Mortgage rates probably won’t vary much in the first week and a half of June. But starting June 12, it’s anyone’s guess what rates will do.

A bunch of factors influence mortgage rates. In the last two-plus years, two items have exerted an especially big impact: the monthly consumer price index, and meetings of the Federal Reserve’s monetary policy committee. And both will happen on June 12, in an uncommon kink in the calendar.

The CPI, which measures inflation, has the ability to move mortgage rates all by itself. Higher-than-expected inflation can push rates higher, and lower-than-expected inflation can nudge them lower. Decisions made at the Fed meeting can send rates up or down, too. Financial markets usually have days or weeks to digest one before reacting to the other: In May, a Fed meeting ended on the first day of the month, and the CPI report was released on the 15th.

But markets will have just five and a half hours for reflection between reports in June. First comes May’s CPI, at 8:30 a.m. Eastern time on June 12. The Fed’s monetary policy statement will be released at 2 p.m., accompanied by the central bank’s updated set of economic projections. The policy statement and economic projections will be followed a half-hour later by Fed Chair Jerome Powell’s news conference.

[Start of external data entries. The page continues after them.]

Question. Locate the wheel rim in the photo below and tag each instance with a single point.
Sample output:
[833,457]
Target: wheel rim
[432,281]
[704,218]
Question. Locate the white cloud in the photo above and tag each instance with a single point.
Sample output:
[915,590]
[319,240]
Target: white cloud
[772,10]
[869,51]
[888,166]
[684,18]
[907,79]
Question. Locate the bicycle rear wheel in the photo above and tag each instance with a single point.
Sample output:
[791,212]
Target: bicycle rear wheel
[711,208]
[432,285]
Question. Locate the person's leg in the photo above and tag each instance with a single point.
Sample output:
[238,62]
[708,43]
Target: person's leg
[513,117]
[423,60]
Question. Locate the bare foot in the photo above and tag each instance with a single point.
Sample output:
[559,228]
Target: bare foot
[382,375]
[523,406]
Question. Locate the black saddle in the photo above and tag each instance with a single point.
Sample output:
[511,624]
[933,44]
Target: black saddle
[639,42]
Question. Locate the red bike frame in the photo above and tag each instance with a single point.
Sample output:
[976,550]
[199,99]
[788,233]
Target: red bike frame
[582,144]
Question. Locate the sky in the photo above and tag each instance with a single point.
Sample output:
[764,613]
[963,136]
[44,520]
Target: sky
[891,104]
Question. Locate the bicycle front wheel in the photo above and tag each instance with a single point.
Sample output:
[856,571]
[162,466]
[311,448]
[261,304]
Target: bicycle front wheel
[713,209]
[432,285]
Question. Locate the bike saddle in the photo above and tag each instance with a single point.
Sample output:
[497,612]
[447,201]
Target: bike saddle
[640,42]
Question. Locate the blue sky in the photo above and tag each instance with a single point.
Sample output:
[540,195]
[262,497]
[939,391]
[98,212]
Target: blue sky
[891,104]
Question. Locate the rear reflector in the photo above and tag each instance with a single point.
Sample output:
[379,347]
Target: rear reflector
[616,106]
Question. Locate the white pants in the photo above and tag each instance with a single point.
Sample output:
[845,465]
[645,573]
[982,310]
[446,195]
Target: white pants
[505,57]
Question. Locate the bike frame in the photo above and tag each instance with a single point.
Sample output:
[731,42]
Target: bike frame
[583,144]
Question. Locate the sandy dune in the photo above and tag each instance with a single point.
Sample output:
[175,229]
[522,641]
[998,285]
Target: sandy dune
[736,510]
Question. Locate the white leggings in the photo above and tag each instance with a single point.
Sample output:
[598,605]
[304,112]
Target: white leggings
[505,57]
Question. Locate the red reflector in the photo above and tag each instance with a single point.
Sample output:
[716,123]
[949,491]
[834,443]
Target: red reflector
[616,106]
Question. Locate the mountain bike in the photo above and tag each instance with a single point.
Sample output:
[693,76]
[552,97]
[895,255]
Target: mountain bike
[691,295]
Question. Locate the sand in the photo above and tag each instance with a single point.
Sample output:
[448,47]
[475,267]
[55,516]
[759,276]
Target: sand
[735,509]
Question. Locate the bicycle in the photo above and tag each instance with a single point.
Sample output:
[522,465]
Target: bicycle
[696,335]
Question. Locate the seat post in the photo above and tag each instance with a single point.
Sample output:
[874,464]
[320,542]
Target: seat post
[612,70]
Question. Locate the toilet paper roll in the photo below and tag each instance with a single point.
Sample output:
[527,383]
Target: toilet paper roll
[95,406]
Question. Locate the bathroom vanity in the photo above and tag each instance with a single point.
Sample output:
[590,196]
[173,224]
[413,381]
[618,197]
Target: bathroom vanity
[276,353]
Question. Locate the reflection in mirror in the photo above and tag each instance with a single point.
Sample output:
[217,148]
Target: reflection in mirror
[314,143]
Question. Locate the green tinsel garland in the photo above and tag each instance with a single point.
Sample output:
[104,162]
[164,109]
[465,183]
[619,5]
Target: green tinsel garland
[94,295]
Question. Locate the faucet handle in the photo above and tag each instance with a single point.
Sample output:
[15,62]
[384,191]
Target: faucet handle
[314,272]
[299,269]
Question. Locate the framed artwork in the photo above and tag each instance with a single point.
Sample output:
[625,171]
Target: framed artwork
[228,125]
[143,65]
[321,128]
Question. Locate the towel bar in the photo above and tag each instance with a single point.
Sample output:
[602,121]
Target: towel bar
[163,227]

That’s a lot of potentially market-moving information in one day. The back-to-back events could fuel volatility in mortgage rates, pushing them abruptly in one direction or the other. But it’s equally plausible that rates won’t react much at all. It depends on whether the CPI or the Fed delivers a surprise.

A lot of uncertainty

Mortgage rates move up or down according to investors’ outlook on the economy. An unexpectedly rosy or grim economic report can reset that outlook, causing rates to jump or to plunge. Inflation gauges such as the CPI have this power. For its part, the Fed tries hard not to fluster investors. But it, too, has the capability to jolt markets — intentionally or not — when it revises its economic projections.

If surprising headlines arise on June 12, they could send mortgage rates on a wild ride. Or the day could proceed according to expectations, without mussing a hair of the mortgage market. We won’t know the day’s outcome until the end of Powell’s news conference.

Word of the month: ‘volatility’

As of the end of May, the Cleveland Fed was forecasting that the June 12 CPI report will show that core consumer prices rose about 3.6% in May, the same as April’s reading. Based on this expectation, the 30-year fixed-rate mortgage was between 7% and 7.25% as May drew to a close. The rate is likely to remain within that range through June 11 as markets await the big day.

Then June 12 rolls around, and with it, the CPI report. If core CPI drops significantly — say, to 3.4% or lower — mortgage rates could fall. If core CPI is above 3.6%, mortgage rates could rise. If core CPI is 3.5% or 3.6%, the mortgage market might yawn, without much rate movement.

Hours later, the Federal Reserve and Powell could reinforce or undercut the impact of the CPI report. Financial markets expect the Fed to reduce short-term interest rates in September or November, and investors will listen for any hint that the central bank will act sooner or later than that. Whatever happens, the events of that day might guide the trajectory of mortgage rates for weeks

“Expect more rate volatility ahead as the Fed and investors wait for more conclusive evidence of a return to low, stable and more predictable inflation,” Zillow’s senior economist, Orphe Divounguy, said in a news release.

If you’re trying to decide whether to float or lock a mortgage rate, reach out to your loan officer, who should have up-to-date information.

What other forecasters predict

Fannie Mae and the Mortgage Bankers Association revised their mortgage rate forecasts upward in May as inflation has proved tenacious. Fannie Mae’s prediction is less optimistic than the MBA’s.

What happened in May

The average rate on the 30-year fixed-rate mortgage averaged 7.01% in May, barely down from April’s average of 7.04%. The 30-year mortgage was above 7.25% at the beginning of the month, then dropped below 7% for a couple of weeks before rebounding above 7% in the last week.